In the words of Deborah James of Global Exchange, the House of Representatives vote was bought by “an outrageous amount of pork barrel politics and fake side deals that don’t amount to a hill of beans.”

Earlier in the month, transportation and energy bills lavished millions of dollars on local projects in exchange for pro-CAFTA votes. Other concessions were negotiated on behalf of U.S. sugar and textile industries, and a bit of China-bashing was thrown in to simulate support for preserving U.S. jobs.

CAFTA backers also played the well-worn cards of anti-terrorism, anti-communism and national chauvinism.
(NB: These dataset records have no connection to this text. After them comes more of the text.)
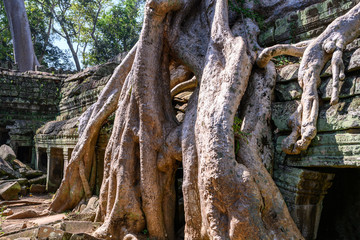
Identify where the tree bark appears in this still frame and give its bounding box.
[50,0,358,239]
[4,0,40,72]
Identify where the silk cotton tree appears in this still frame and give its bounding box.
[3,0,40,72]
[43,0,360,239]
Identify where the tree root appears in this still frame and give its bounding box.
[6,209,51,219]
[256,40,311,68]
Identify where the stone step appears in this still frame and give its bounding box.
[272,96,360,133]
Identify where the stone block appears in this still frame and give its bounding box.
[0,144,16,162]
[276,63,300,82]
[70,233,101,240]
[275,132,360,168]
[37,226,72,240]
[0,182,21,200]
[0,228,38,240]
[61,221,101,233]
[30,184,46,194]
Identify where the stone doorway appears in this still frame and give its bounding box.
[47,148,64,192]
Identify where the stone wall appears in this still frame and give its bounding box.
[35,62,118,192]
[0,69,67,167]
[270,0,360,239]
[259,0,360,46]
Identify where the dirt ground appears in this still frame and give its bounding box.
[0,194,65,236]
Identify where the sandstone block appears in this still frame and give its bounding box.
[0,182,21,200]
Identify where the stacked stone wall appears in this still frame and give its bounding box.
[0,69,67,164]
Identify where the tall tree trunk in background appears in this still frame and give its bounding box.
[4,0,40,72]
[43,0,360,240]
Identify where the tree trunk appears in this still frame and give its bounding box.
[4,0,40,72]
[50,0,360,239]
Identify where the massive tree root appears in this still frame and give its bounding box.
[46,0,357,239]
[257,4,360,154]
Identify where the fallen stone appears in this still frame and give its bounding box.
[0,182,21,200]
[70,233,100,240]
[0,144,16,162]
[29,174,46,185]
[30,184,46,194]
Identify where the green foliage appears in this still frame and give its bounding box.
[233,116,250,154]
[84,0,141,65]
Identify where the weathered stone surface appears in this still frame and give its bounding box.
[16,178,29,186]
[274,166,335,239]
[1,208,14,216]
[36,226,72,240]
[29,174,46,185]
[12,159,32,170]
[30,184,46,194]
[275,71,360,102]
[272,96,360,133]
[276,63,300,82]
[319,75,360,100]
[275,82,302,102]
[259,0,358,46]
[20,186,28,196]
[0,158,20,178]
[70,233,101,240]
[0,182,21,200]
[275,131,360,167]
[20,168,43,179]
[0,144,16,162]
[0,228,38,240]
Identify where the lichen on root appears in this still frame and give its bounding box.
[257,3,360,154]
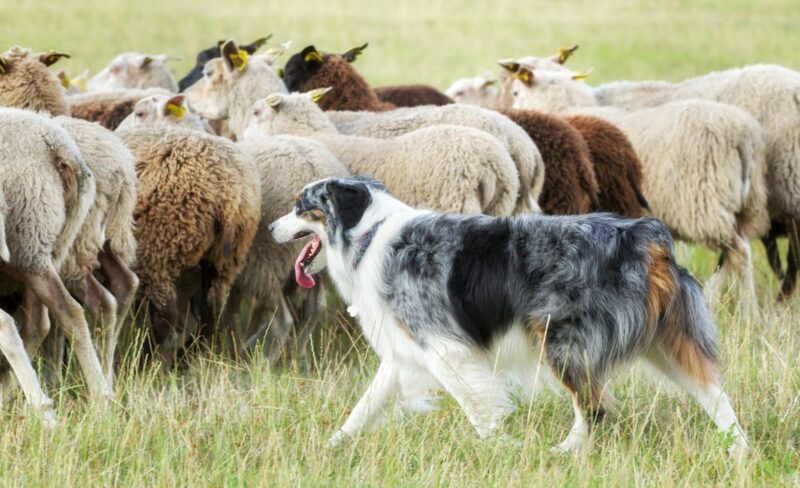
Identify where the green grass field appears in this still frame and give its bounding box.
[0,0,800,486]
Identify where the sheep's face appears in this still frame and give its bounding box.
[445,74,498,108]
[88,53,176,91]
[185,58,230,119]
[283,45,325,92]
[508,71,596,113]
[245,88,330,138]
[0,46,69,116]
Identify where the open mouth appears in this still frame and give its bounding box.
[294,232,322,288]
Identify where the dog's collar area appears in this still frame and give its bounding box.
[353,219,385,269]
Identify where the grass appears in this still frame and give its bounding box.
[0,0,800,486]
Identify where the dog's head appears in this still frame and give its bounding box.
[269,176,385,288]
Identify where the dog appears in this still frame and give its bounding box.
[269,177,749,456]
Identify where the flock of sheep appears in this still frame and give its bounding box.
[0,38,800,421]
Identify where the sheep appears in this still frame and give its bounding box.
[117,95,215,134]
[0,46,70,115]
[249,89,519,215]
[186,39,288,140]
[87,53,178,93]
[178,34,272,93]
[0,191,56,426]
[276,46,545,213]
[0,108,113,398]
[584,65,800,299]
[375,84,454,107]
[510,67,769,311]
[70,88,171,130]
[234,133,348,359]
[119,124,261,362]
[448,66,649,218]
[53,116,139,384]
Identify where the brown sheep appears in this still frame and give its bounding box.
[119,124,261,361]
[375,85,455,107]
[564,115,650,219]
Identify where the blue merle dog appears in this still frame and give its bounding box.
[270,177,748,455]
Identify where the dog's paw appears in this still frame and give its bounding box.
[325,430,350,449]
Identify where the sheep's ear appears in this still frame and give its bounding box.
[264,93,283,110]
[342,42,369,63]
[300,44,322,68]
[572,69,592,81]
[39,51,69,66]
[514,66,534,86]
[550,44,578,64]
[164,95,186,120]
[497,59,520,73]
[219,39,247,71]
[306,86,333,103]
[242,34,272,54]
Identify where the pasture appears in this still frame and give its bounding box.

Tom Delay announced, “It is good for our national security in supporting these fledgling democracies at our back door.” Representative Hoekstra of Michigan proclaimed: “We have an historic choice … to unite America and our partners in Central America and the Caribbean in the continued march for progress and democracy, or a choice that pushes them into the arms of Bolivarian socialism, the clutches of Venezuela’s Hugo Chávez and Cuba’s Fidel Castro” (Congressional Record). Others invoked the specter of brown-skinned immigrants clamoring at U.S. gates if Central America were to be denied the supposed prosperity and harmony of “free trade.”

The trade agreement’s true toll will be unemployment, agricultural displacement, escalating food and medical costs, and environmental destruction. U.S. workers and activists must continue to oppose the devastation wreaked by U.S. and transnational corporations on the peoples of the Americas, and stand with Central Americans who are still attempting to halt CAFTA’s forward roll.